Tippy teas are not a type of tea but rather refer to the part of the tea plant that’s used which offers a different taste too. Intrigued? Read on for more!!

What Are Tippy Teas?

Tippy Tea
Tippy Tea | Image via wiki media commons by Pesqua, 노각차, CC BY-SA 4.0

Chinese tea farmers came to the realisation that during winter, tea plants would usually store all their nutrients and when spring arrived, these would get pushed out in the new tea leave tips; this led to the tips being the tea leaf’s sweetest part. The term “tippy” is used for tea that contains many or all tips.

How Does it Differ?

Tea tips are valued since they offer a better taste than tea made with older and larger leaves. They generally have more caffeine, minerals and vitamins, while the flavour is milder and smoother.
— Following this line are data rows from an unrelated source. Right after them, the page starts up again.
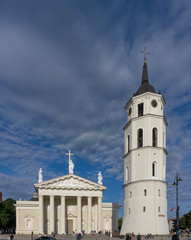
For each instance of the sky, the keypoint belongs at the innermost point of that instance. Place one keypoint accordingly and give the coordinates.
(67, 69)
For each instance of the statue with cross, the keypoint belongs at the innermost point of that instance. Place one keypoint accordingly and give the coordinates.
(71, 165)
(145, 53)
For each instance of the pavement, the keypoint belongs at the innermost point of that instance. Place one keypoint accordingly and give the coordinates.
(91, 237)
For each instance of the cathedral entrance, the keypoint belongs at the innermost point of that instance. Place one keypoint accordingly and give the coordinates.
(70, 226)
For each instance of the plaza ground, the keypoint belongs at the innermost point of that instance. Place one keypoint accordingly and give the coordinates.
(91, 237)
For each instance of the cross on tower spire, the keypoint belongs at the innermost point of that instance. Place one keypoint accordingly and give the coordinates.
(70, 154)
(145, 53)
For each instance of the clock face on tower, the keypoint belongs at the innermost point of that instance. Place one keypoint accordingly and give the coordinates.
(154, 103)
(129, 112)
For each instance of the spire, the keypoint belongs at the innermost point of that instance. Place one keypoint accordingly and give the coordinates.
(145, 72)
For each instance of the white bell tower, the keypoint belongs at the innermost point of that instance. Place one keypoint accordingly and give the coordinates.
(145, 201)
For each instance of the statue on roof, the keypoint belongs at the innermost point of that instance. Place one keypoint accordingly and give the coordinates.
(100, 177)
(71, 164)
(40, 177)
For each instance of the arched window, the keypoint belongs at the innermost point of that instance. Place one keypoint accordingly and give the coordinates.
(140, 109)
(154, 169)
(155, 137)
(140, 137)
(130, 194)
(128, 143)
(127, 174)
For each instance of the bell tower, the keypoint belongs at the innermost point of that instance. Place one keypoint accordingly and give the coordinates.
(145, 201)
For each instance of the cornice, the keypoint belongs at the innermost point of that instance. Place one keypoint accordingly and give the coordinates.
(145, 115)
(144, 180)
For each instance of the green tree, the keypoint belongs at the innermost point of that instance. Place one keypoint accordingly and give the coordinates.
(186, 220)
(120, 223)
(8, 215)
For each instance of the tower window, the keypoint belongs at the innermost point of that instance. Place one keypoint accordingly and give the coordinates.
(154, 169)
(145, 192)
(130, 194)
(127, 174)
(154, 137)
(128, 143)
(140, 109)
(140, 138)
(159, 192)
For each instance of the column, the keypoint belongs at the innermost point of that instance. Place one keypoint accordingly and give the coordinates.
(96, 218)
(89, 214)
(17, 220)
(63, 215)
(99, 214)
(51, 220)
(41, 214)
(79, 206)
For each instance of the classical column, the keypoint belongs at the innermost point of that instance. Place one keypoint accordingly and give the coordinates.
(96, 218)
(63, 215)
(89, 214)
(79, 206)
(41, 214)
(51, 214)
(99, 214)
(17, 221)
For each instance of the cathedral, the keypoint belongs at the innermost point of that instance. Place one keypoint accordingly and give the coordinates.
(145, 201)
(65, 205)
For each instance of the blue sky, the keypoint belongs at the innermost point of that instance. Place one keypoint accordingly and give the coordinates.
(67, 69)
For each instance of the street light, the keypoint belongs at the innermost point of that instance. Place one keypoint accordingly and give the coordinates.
(176, 181)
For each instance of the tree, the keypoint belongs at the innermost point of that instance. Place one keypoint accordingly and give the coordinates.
(8, 215)
(120, 223)
(186, 220)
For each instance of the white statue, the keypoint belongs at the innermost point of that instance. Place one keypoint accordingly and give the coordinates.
(71, 165)
(40, 177)
(100, 177)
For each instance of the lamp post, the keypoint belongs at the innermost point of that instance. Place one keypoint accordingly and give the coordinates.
(176, 181)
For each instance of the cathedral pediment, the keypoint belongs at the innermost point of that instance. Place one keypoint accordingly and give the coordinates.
(70, 181)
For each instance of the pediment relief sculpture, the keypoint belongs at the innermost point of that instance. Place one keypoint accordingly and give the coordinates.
(70, 182)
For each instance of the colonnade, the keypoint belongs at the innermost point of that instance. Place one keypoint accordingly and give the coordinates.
(63, 217)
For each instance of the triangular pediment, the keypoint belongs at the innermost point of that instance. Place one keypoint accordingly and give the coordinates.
(70, 181)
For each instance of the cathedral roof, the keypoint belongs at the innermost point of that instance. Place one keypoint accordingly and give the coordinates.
(145, 86)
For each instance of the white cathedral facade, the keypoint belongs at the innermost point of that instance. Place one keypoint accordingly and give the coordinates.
(65, 205)
(145, 200)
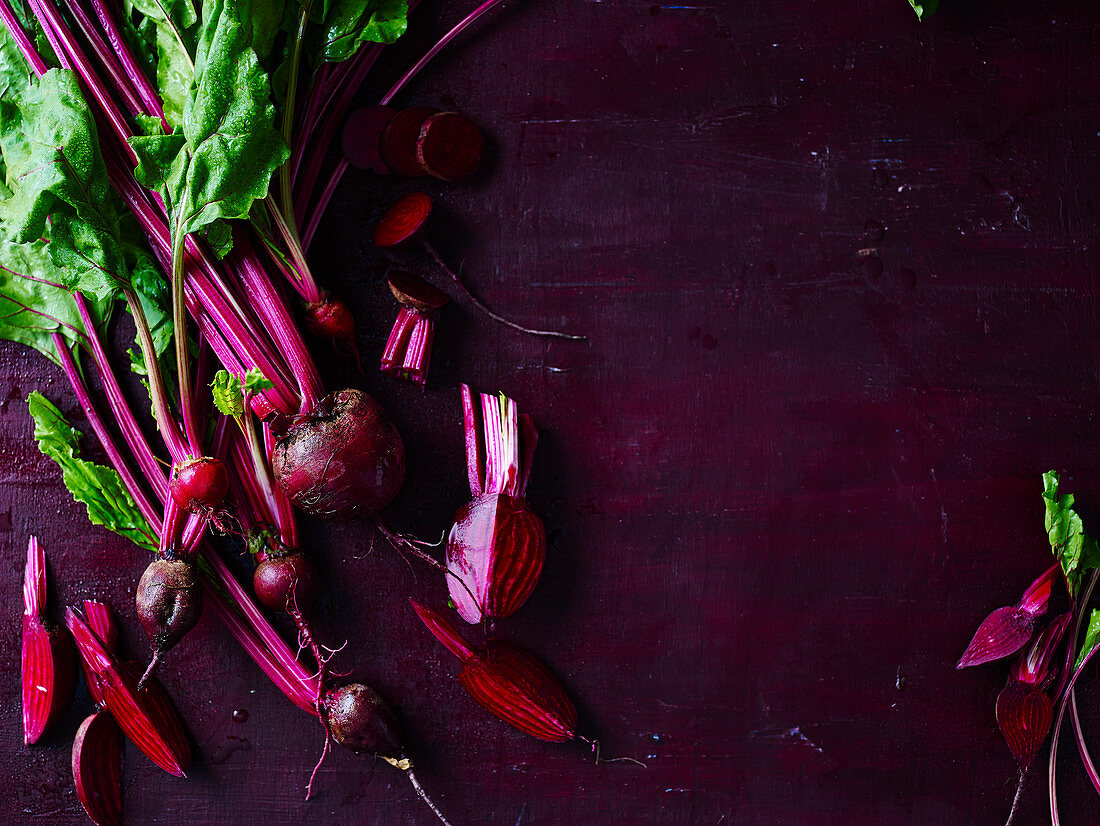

The quality also depends on where they come from; for example, when it comes to Ceylon Tea, Sri Lanka also produces fine golden or silver tips tea available from tea exporters such as Anverally & Sons.

Different Gradings

Teas have different gradings, the standard one being ‘orange pekoe grade’ referring to tea that has been made using the top two leaves and the bud. Tippy teas will usually have a greater number of tips or leaf buds, while some will contain tips or buds completely. When grading these teas, “T” (for tippy) is usually used.

A Fun Fact

Interestingly, many tea tip varieties have fine hairs on them and these are referred to as “downy buds” due to their texture which is like down feathers! Of course, there’s a reason Mother Nature has included such a fascinating aspect for the plant; these hairs protect the young and delicate tips against insects.